There are may people telling you that FOREX is the largest market in the world. Yes, it is, but it is just not easy to make money on FOREX, if you don’t know what you are doing or you are not studying the market well. You must know when to buy and when to sell.
I have spent some years trying to understand what separates successful traders from the ones who fail. I think a strong part of it has to do with psychology. Successful traders have spent years mastering their emotions. Many have never even heard of fear or greed.
But once you have mastered those things, you can begin to understand how the market works. Make money on FOREX doesn’t have to be rocket science. Let’s use one of the simplest examples to describe how it works.
Imagine a large company trying to buy parts for an important product. You the individual want to be able to buy the parts without paying a outrageous price. You go to a store and you check out a section of parts that you think will be best. The part is on sale for $79. You buy the parts and the price is $79.
After you’ve bought the parts, you go to the store and look around for other purchasers. Let’s assume that 20 minutes after you enter the store, there are 5 customers in the store. This means that the parts that you had paid for are now going to cost you $79.
You look around and notice that some of the shirts are left discounted. There is a chance that you can get the entire price of the shirt discounted, and the price they were originally $ 79. You buy the shirt, and it is now only $79.
After the shirt is sold, you go to the store and look around for other shirts. This time, there are many people in the store and you can see that the Discount shirts are now available for only $79. You buy the shirt, and it is now only $79.

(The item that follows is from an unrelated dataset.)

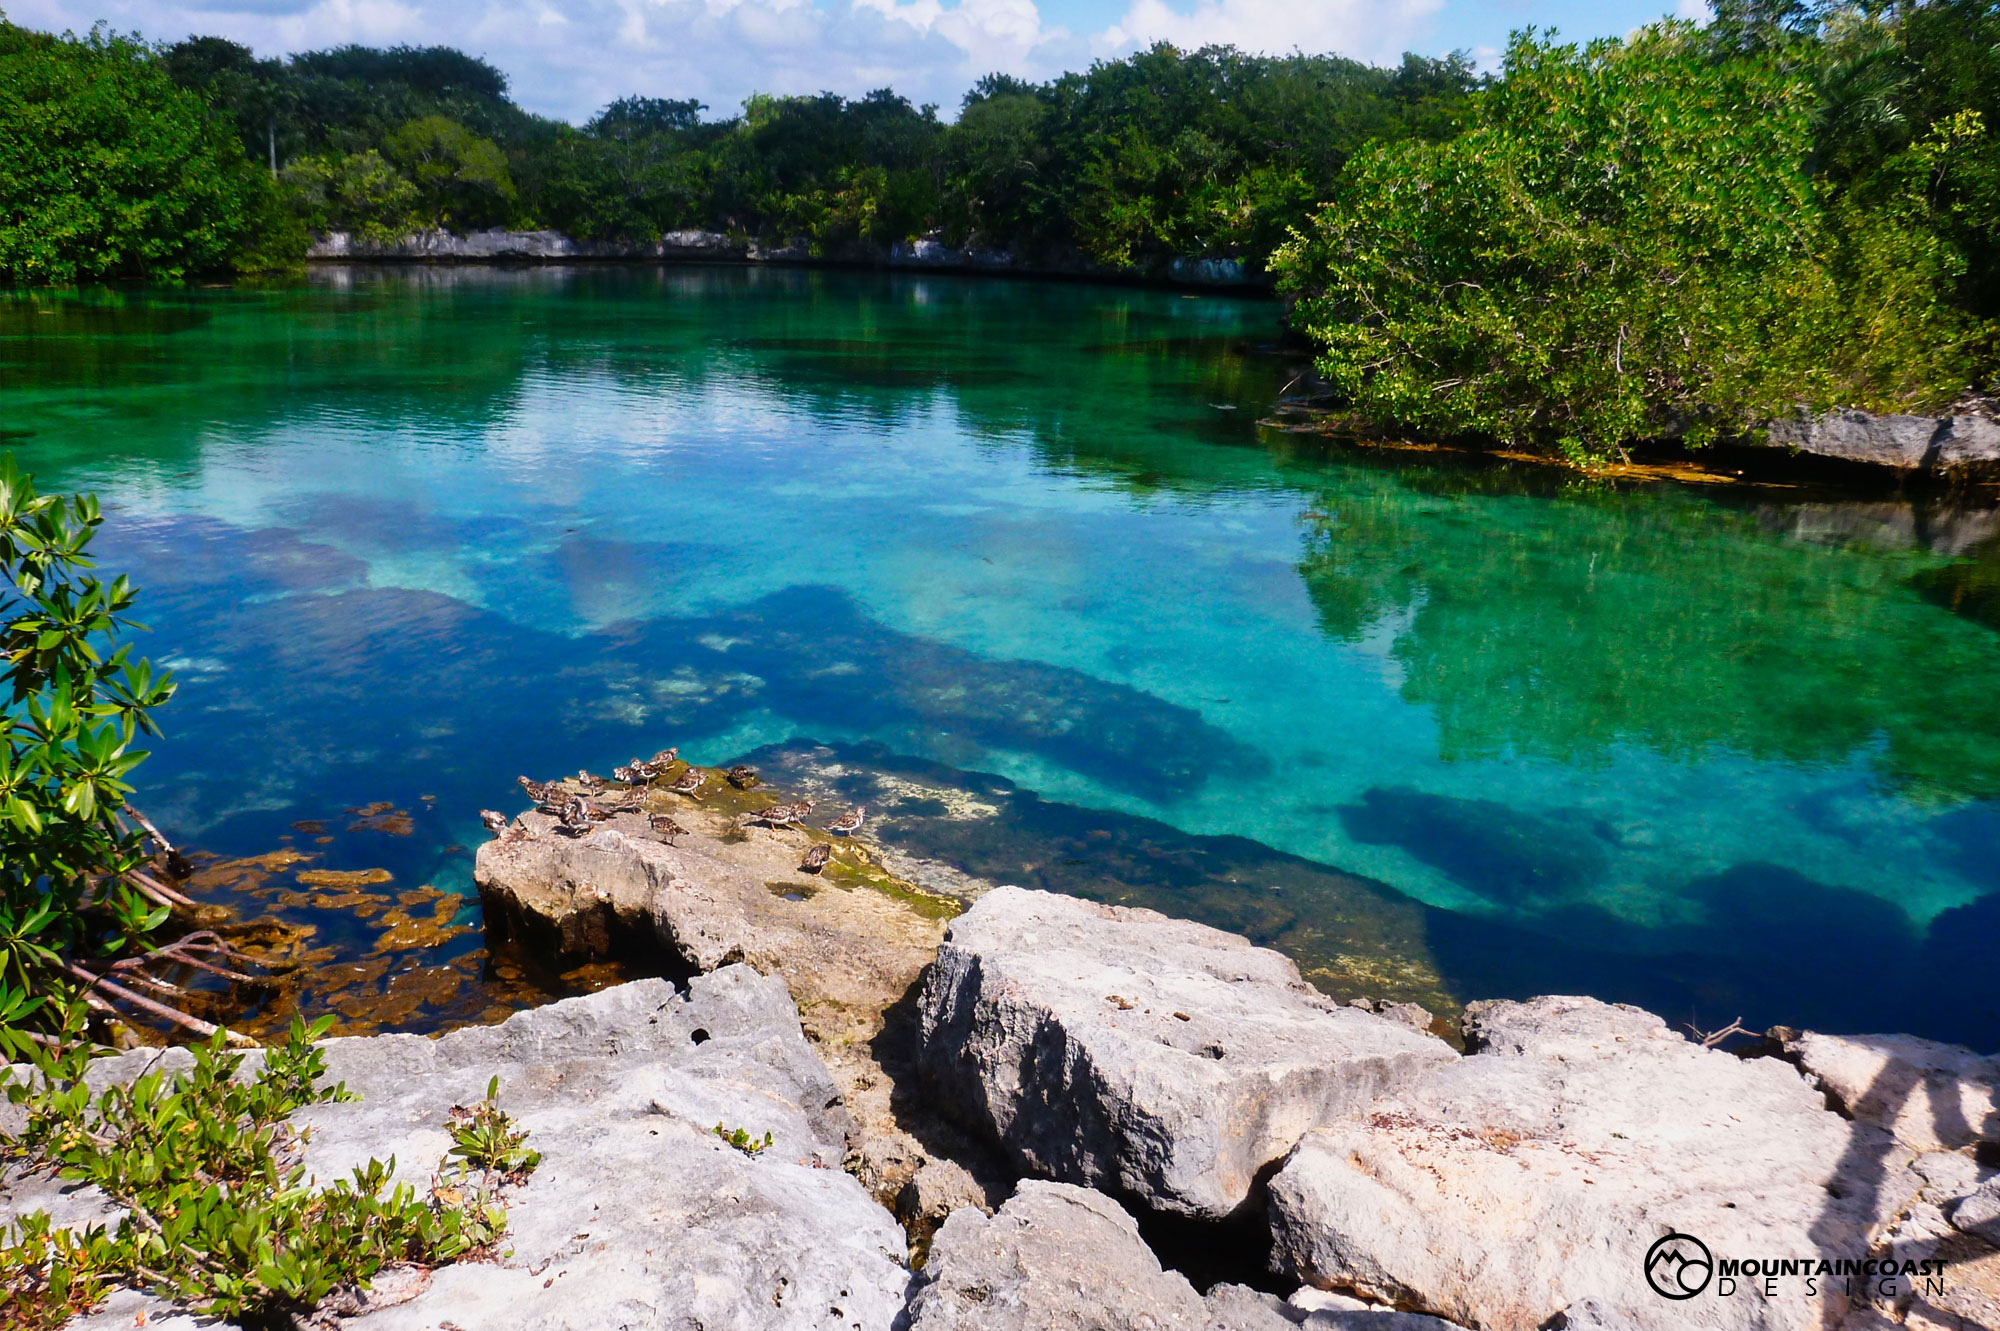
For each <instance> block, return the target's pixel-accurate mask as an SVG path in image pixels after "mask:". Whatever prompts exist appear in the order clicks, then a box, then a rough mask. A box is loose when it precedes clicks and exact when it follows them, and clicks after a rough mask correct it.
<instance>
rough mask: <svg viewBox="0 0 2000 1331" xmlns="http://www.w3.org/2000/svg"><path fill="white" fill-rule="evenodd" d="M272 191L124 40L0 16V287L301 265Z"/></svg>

After a few minutes, 5 customers have come into the store and most of them are looking for the shirt that was on sale for $79. Additionally, since you bought the shirt at $79, you can only get it at that price, since the price has dropped.

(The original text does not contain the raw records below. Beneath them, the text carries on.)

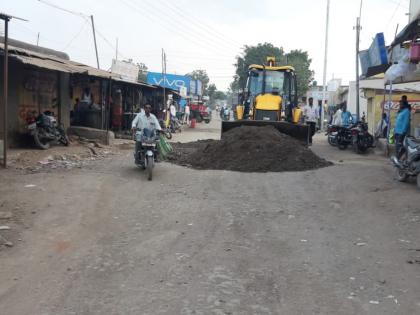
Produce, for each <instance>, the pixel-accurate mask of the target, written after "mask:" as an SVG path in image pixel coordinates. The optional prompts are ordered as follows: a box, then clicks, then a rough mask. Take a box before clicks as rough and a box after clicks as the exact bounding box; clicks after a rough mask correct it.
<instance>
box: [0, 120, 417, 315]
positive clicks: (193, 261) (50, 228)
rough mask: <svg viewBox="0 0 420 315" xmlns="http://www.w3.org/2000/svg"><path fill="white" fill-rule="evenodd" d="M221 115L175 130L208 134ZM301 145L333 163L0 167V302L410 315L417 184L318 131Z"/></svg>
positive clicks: (414, 302) (23, 311)
mask: <svg viewBox="0 0 420 315" xmlns="http://www.w3.org/2000/svg"><path fill="white" fill-rule="evenodd" d="M219 123H220V122H219V121H217V120H215V121H213V122H212V123H211V124H210V125H205V124H200V125H199V127H198V129H196V130H188V131H185V132H183V133H182V134H180V135H176V137H175V140H177V141H186V140H195V139H197V138H208V137H213V138H217V137H218V136H219ZM313 150H314V151H316V152H317V153H318V154H319V155H321V156H323V157H325V158H327V159H329V160H331V161H333V162H334V163H335V165H334V166H332V167H328V168H324V169H319V170H315V171H308V172H298V173H268V174H250V173H235V172H227V171H197V170H192V169H188V168H183V167H179V166H175V165H171V164H167V163H161V164H159V165H157V168H156V169H155V173H154V178H153V182H148V181H147V180H146V176H145V174H144V173H142V172H141V171H140V170H138V169H136V168H135V167H134V166H133V161H132V152H131V151H130V150H125V151H122V153H121V154H120V155H115V156H112V157H110V158H108V159H105V160H102V161H97V162H95V163H93V164H91V165H89V166H86V167H84V168H82V169H73V170H70V171H55V172H51V173H35V174H22V173H19V172H17V171H14V170H8V171H1V172H0V211H6V210H7V211H12V212H13V216H14V219H13V220H12V221H10V222H9V221H4V220H2V221H0V225H2V224H6V223H7V225H9V226H10V227H12V230H10V231H1V233H2V235H3V236H5V237H7V238H10V239H11V240H12V241H13V242H14V246H13V247H12V248H6V247H2V249H1V250H0V265H1V268H0V310H1V311H0V313H1V314H7V315H25V314H31V315H35V314H39V315H53V314H54V315H61V314H66V315H67V314H78V315H82V314H107V315H113V314H185V315H187V314H203V315H204V314H291V315H294V314H296V315H297V314H322V315H326V314H331V315H332V314H334V315H337V314H381V315H383V314H405V315H406V314H420V264H419V263H418V261H419V260H420V252H419V249H420V206H419V205H420V193H419V192H418V191H417V189H416V186H415V185H414V184H400V183H398V182H396V181H395V180H394V179H393V175H392V168H391V167H390V166H389V163H388V161H387V160H386V159H384V158H382V157H380V156H379V155H375V154H370V155H368V156H356V155H355V154H354V153H353V152H351V151H346V152H340V151H338V150H336V149H334V148H331V147H329V146H328V145H327V144H326V142H325V139H324V137H322V136H319V137H318V138H317V140H316V142H315V145H314V147H313ZM28 185H35V186H32V187H31V186H28ZM25 186H26V187H25Z"/></svg>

When the store closes, you go to the store and you find out that the price that you were quoted is the price that the store is taking, and the price that you will get it at is actually $79.
As you leave the store, you notice that you can still buy the shirt at the original price that the store sold the shirt. What you realized is that while you were given the benefit of a twenty percent discount, the price that you bought the shirt with before the discount was actually the price it was going to get you at the original price. Even though you got the twenty percent off, you are not off by that much.
Remember, it is taking advantage of a price discount to make a profit, so don’t be fooled. The shirt was on sale for $79, not $49.
Understanding what price discounts are and how they work is very helpful for you when you start to discuss price predictions with other traders. monitors the market and lets you know when you should be buying and when you should be selling. Hopefully, you will be able to realize what everyone is trying to tell you when you start to talk to other traders.